One Asian country exhibits a unique combination of enormous need for food and a commensurate ability to pursue resources: the People’s Republic of China. China is a rising industrial and exporting power that cannot from its own territory ensure the basic supplies needed for the expanding prosperity that its population takes for granted. In some respects, China might be in a worse position now than Germany was in the 1930s. Its supply of arable soil per person is about forty percent of the world average, and is diminishing at a rate of about a million hectares per year. The Chinese people have experienced mass hunger. The Second World War and the succeeding civil war in China brought starvation to millions of people. A decade after the victory of the communists, the famine caused by Mao’s Great Leap Forward of 1958–1962 killed tens of millions of people.
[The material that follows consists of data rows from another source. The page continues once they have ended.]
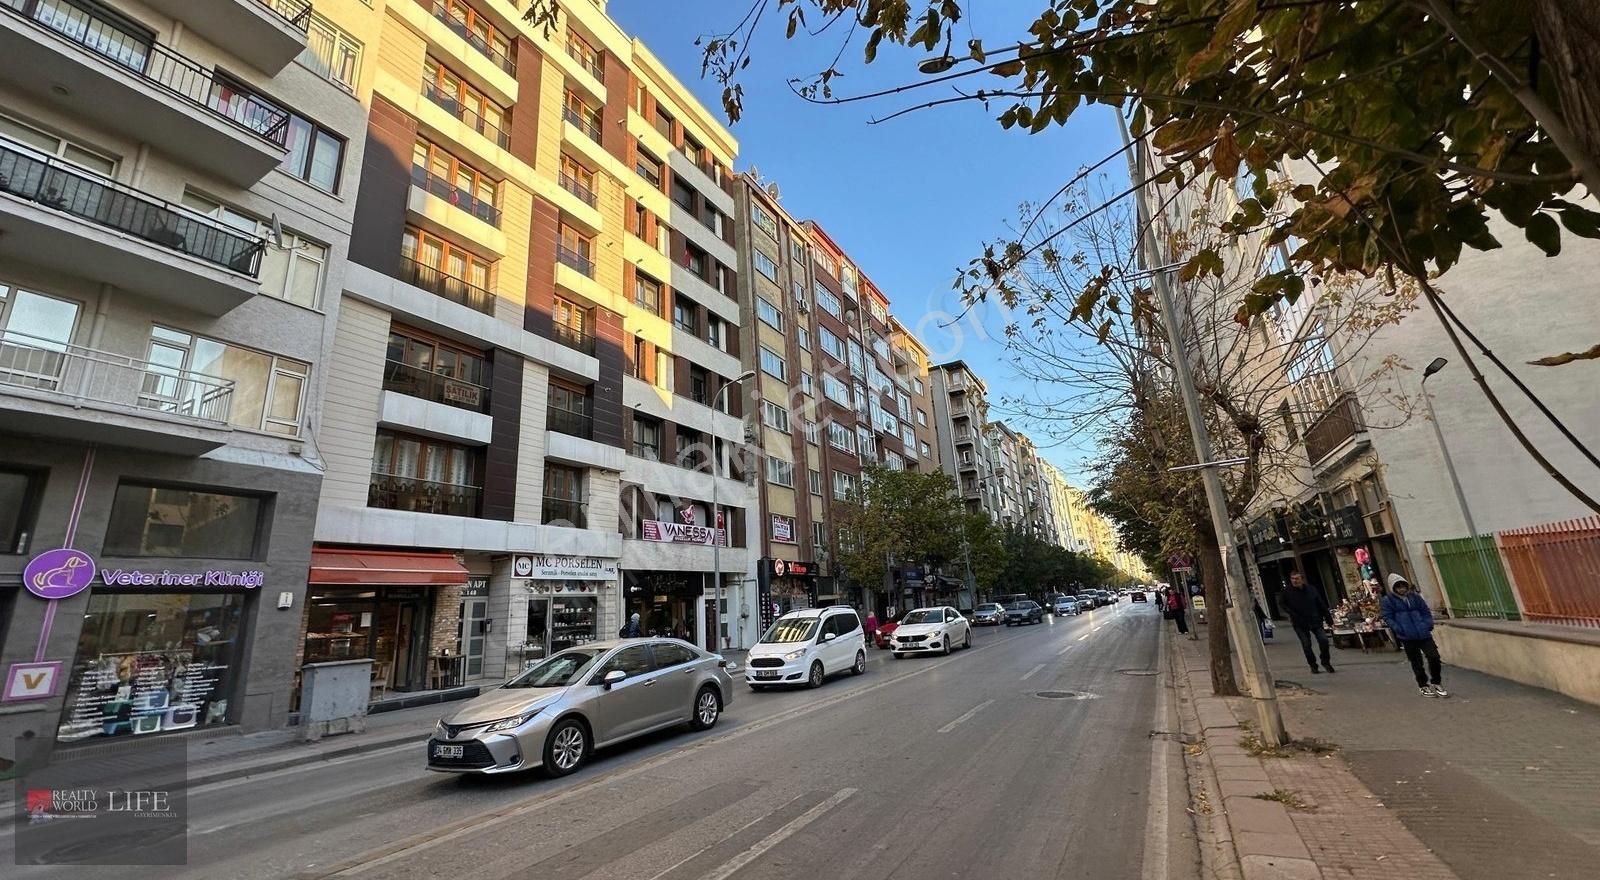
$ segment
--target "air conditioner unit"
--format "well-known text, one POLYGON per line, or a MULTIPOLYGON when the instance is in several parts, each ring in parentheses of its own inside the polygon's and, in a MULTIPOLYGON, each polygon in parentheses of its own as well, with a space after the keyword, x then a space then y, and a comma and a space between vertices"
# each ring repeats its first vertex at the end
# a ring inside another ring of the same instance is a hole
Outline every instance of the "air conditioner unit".
POLYGON ((802 315, 811 311, 811 304, 807 303, 805 300, 800 300, 799 302, 795 303, 794 307, 802 315))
In twenty-first-century China, the gap between the two senses of the word Lebensraum—comfort and survival—appears to be small. There are tens of millions of prosperous Chinese today whose family members died of starvation in living memory. The Chinese populace will likely require more and more calories because prosperous Chinese, like prosperous people everywhere, demand greater food security as well as more and different kinds of food. The same Chinese communist party that starved its own people during its revolutionary phase still rules the country. Since it is responsible both for past famine and for future plenty, it is hugely sensitive to food supplies. This can be seen in the market-distorting purchases of agricultural commodities whenever global supply seems threatened. It is improbable that China, given its growing wealth, will actually run out of food. Much more likely are overreactions to momentary anxieties that punish peoples beyond China. Regardless of whether large numbers of Chinese are actually threatened with physical hunger, the politics of national prosperity will tend towards decisive international action when a sense of threat emerges.
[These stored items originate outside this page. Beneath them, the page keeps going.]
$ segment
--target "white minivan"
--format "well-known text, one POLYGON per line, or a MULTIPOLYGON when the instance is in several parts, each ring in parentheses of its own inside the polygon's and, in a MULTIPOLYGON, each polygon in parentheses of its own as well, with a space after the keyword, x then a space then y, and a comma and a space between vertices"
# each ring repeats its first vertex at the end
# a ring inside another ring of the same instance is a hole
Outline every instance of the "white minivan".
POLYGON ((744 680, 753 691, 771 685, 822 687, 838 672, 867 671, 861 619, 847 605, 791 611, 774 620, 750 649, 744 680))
Facing some future crisis, perhaps a series of annual droughts, leaders in Beijing might draw the conclusion in the 2030s that leaders in Berlin drew in the 1930s: that the globalization that serves a booming export sector must be complemented by durable control of living space that ensures food supplies. The Chinese leadership has described Africa as a source of needed resources, including food. Chinese authorities demonstrated during the climate-related civil war that began in Sudan in 2003 that they would support mass murderers when doing so seemed to serve their investments. In Sudan, drought drove Arabs southward into the lands of African pastoralists. The Sudanese government sided with the Arabs and designed a policy to eliminate the Zaghawa, Masseleit, and Fur peoples as such. This Sudanese government was armed by China and Russia.
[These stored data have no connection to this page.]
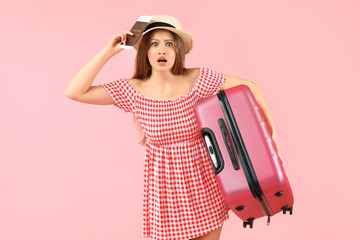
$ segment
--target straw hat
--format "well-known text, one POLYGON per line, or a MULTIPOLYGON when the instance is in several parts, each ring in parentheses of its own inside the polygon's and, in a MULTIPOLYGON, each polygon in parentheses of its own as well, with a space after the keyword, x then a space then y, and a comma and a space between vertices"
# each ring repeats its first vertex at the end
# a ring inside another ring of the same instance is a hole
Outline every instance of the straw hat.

China also faces a shortage that was unheard of in the 1930s: potable water. Climate change seems to intensify the water cycle, bringing more droughts as well as more floods. Places that are drenched are getting more water; places that are parched are getting less. Close to a billion people worldwide lack the half gallon a day needed for drinking, and more than two billion lack the five gallons a day needed for hygiene. In the twenty-first century, people have rioted for water not only in China but in Bolivia, India, Kenya, Pakistan, Somalia, and Sudan. China disposes of only about a third as much freshwater per person as the global average, and much of it comes from glaciers that are melting away in the warming air. Half of Chinese freshwater and about twenty percent of Chinese groundwater are already polluted beyond potability. By 2030, Chinese demand for water will likely be close to twice the current supply. It is quite possible, of course, that China, or at least its more prosperous citizens, will be able to afford desalination of seawater in the future as technology improves.

Less peaceful approaches to the problem of uncertain water and food supplies are also possible. China has a long border with a country that has considerable supplies of water: the Russian Federation. Chinese farmers are cultivating the land on their side of the Chinese-Russian border ever more intensively, Russian farmers ever less so. In the early twenty-first century, Beijing invested more capital in eastern Russia than did Moscow. As time passes, Beijing might look to Siberian water, just as it now looks to Siberian natural gas and oil. Beijing’s preferred method of control, in Russia as in Africa, has been legal contracts on terms advantageous to itself. Russian leaders, like African ones, have been amenable to this form of submission. This Chinese approach to Moscow has worked with natural gas, and it might work with water.

Yet as climate change continues, and as unpredictable events accumulate, land in Africa and Russia might seem more precious to Africans and Russians themselves. Under pressure, the Chinese will perhaps find the ideas that seem to justify the impoverishment and death of Africans and Russians. Or perhaps Russians and Africans will find the ideas that justify putting an end to Chinese globalization and to the people who seem to be behind it.